New Day, New Mood

1.

Okay. So this is it. I am forcing myself into a corner that I cannot back out of. I am entering, as the other female academics in my life say, the pregnancy time. No, I’m not pregnant in the actual sense, thank fuck. At least I better not be. As a lesbian who needs to really plan such things, I’d be more than concerned if I were. I do, however, have something brewing in my guts and I have exactly 9 months to spit it all out onto a cold, sterilized table. The facts: my child-in waiting is my PhD thesis. Her name is to be “The Lonely Gay.” (Yes, that’s the real title of my thesis. Sorry in advance to my supervisor). The due date for her arrival is 9 months from today. We’ll say 11:15 a.m. when I will/must deliver my innards to a committee of my peers, all whom will be wearing sophisticated skinny pants and expecting me to no longer be expecting anything.

In situ, I am able to foreshadow her arrival. She seems nice. Soft, well mannered, caring. The kind of gal I’d like to know. But she’s also full of large amounts of stinky shit. Fillers and bad segues, feet that look like cheddar-cheese scones, eyes like broken buttons, a voice that crackles like bubble-wrap. Truly, she is hideous at times. But I’ll love her anyway, right?

Today as I sit here with my Red Rose, my computer, my extra sweater, I hope so. My belly feels emptied. It’s sunny outside and I want to be playing four-squares with the kids across the street talking about what they’re hopeful for this September school year: friends, cool teachers, new ways to say vagina without getting in trouble. I’m still secretly hoping the ice-cream truck will drive by so I can run outside, take my toonie, grab a cone, and fill the day with sugar and banter about Rob Ford or Hannah Montanna with the man with one foot who wheels past my place every morning at this time. But I am stuck sitting. Calcified in teak plush.

I hope I have not lost her, I think now, staring at my belly. I hope she still has something to say to me.

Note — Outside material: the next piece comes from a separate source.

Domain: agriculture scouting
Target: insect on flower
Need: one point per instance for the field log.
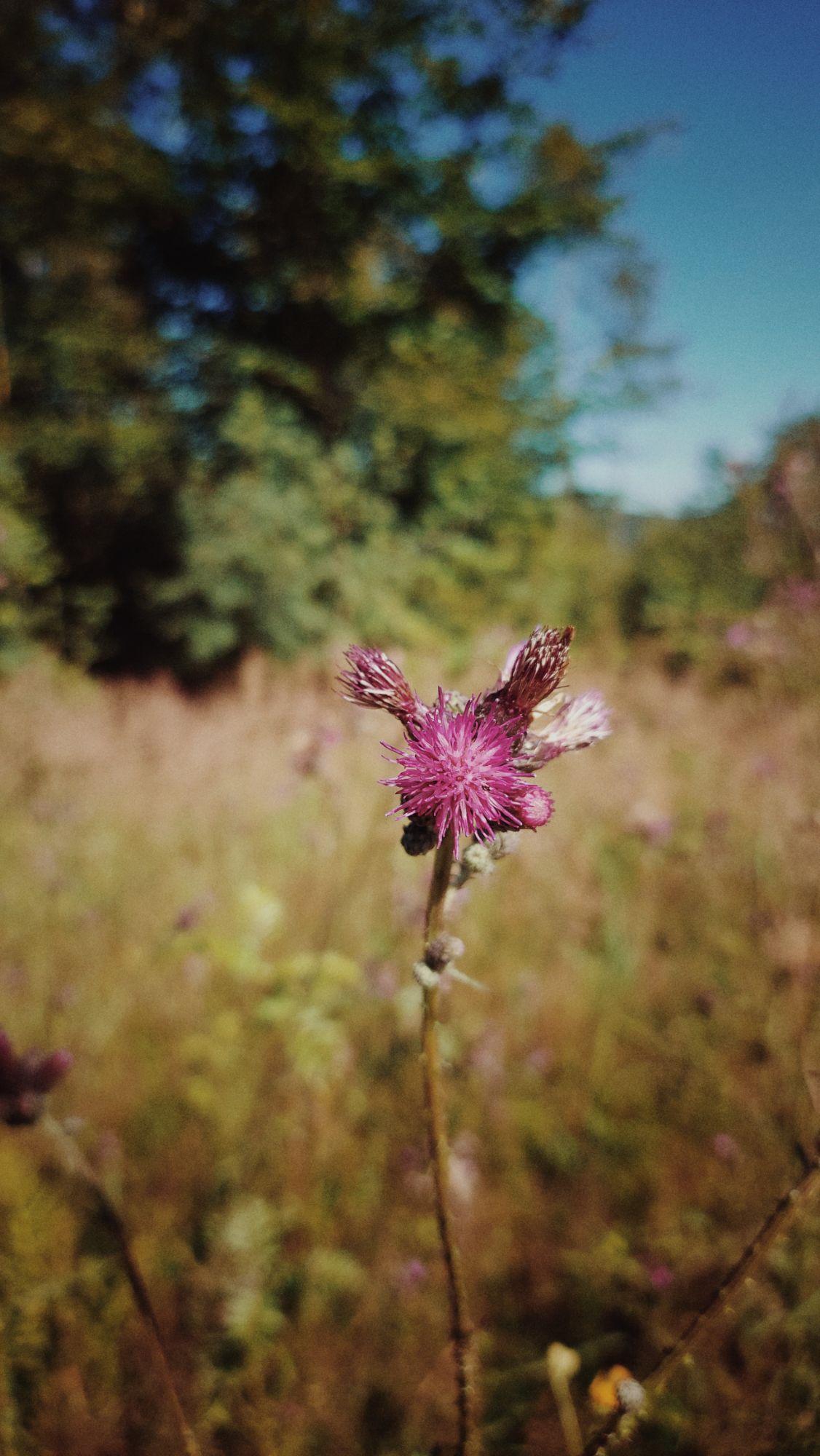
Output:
(467, 765)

My 4-year-old nephew caught me pondering one day, all contemplative over my pancakes. I was worrying about my lacks: my lack of publishing, job prospects, financial savings, a future, lovers, tits. But he looked me in the eyeballs, kissed my arm and said: “Lessa, today’s a new day and a new mood.” Best piece of advice I ever received. And this is the place that these writings come from. That hope that today, even though I am talking about loneliness in my thesis, even though I feel the pressure that there is no way it’s going to get done, ever, never, that today like tomorrow will bring a new day with a new mood.

So, I’m beginning this blog for her, my unsightly thesis-baby “Blister: The Lonely Gay.” That is, after all, what a thesis is to me. A blister that annoys and lingers but that I kinda like having stuck to me because it proves something to me, my body, others, that I actually am doing something worthwhile. Worthwhile enough to warrant a blister anyway. So I write for my Blister and me. She and I. Jesus Christ! How did I get into the English Department again?

I will try my best not to drop her into the thorn bushes or forget her on top of my non-existent car. I will care for her crooked teeth and wordy skin even as she pains and needs constantly. I will write her everyday, no matter what. Still, I can promise nothing other than tricky collisions of words but I’m sure there will be lots of storybook encounters filled with pretentious thoughts, scotch, neurosis, astrology, pubic hair, philosophy, politics, hot-dogs, compassion, and if we’re all lucky unicorns. And of course, loneliness, my lover.

The labor pains begin now.

About newdaynewmood

A Lonely lesbian trying to write about everyday life and everyday ways to negotiate the tough political issues therein.
This entry was posted in activism, humour, lesbianism, loneliness, popular culture, queer politics, sexuality, social justice, writing and tagged , , , . Bookmark the permalink.

5 Responses to New Day, New Mood

  1. Jeff Douglas says:

    I have nothing clever to write (I’ll save that for my thesis), but do keep writing this blog. I like the wry, self-deprecatory-but-with-a-smidgen-of-optimism tone, and it will be great to look back over the year and revisit the trauma. Let me know when you get the head and shoulders out. They are the trickiest part (I hear). Also: I see a graphic novel in the making. Can you draw? –Jeff

    • Thanks for the support Jeff! I don’t draw but I hear you’re an animator. Perhaps I can write the sarcastic bubble-spots (that’s how much I know about Graphic novels!) and you can draw the lonely chaps wandering around places. Though, I’m pretty sure if I were capturing loneliness it would be impossible to see. And it certainly wouldn’t look like a white wind as Emily White tells us. I’ll let you know when the shoulders pop out….

  2. Jana MacLeod says:

    Isn’t it great how 4 year olds can have better advice than people in their 40’s? All it takes is some new perspective.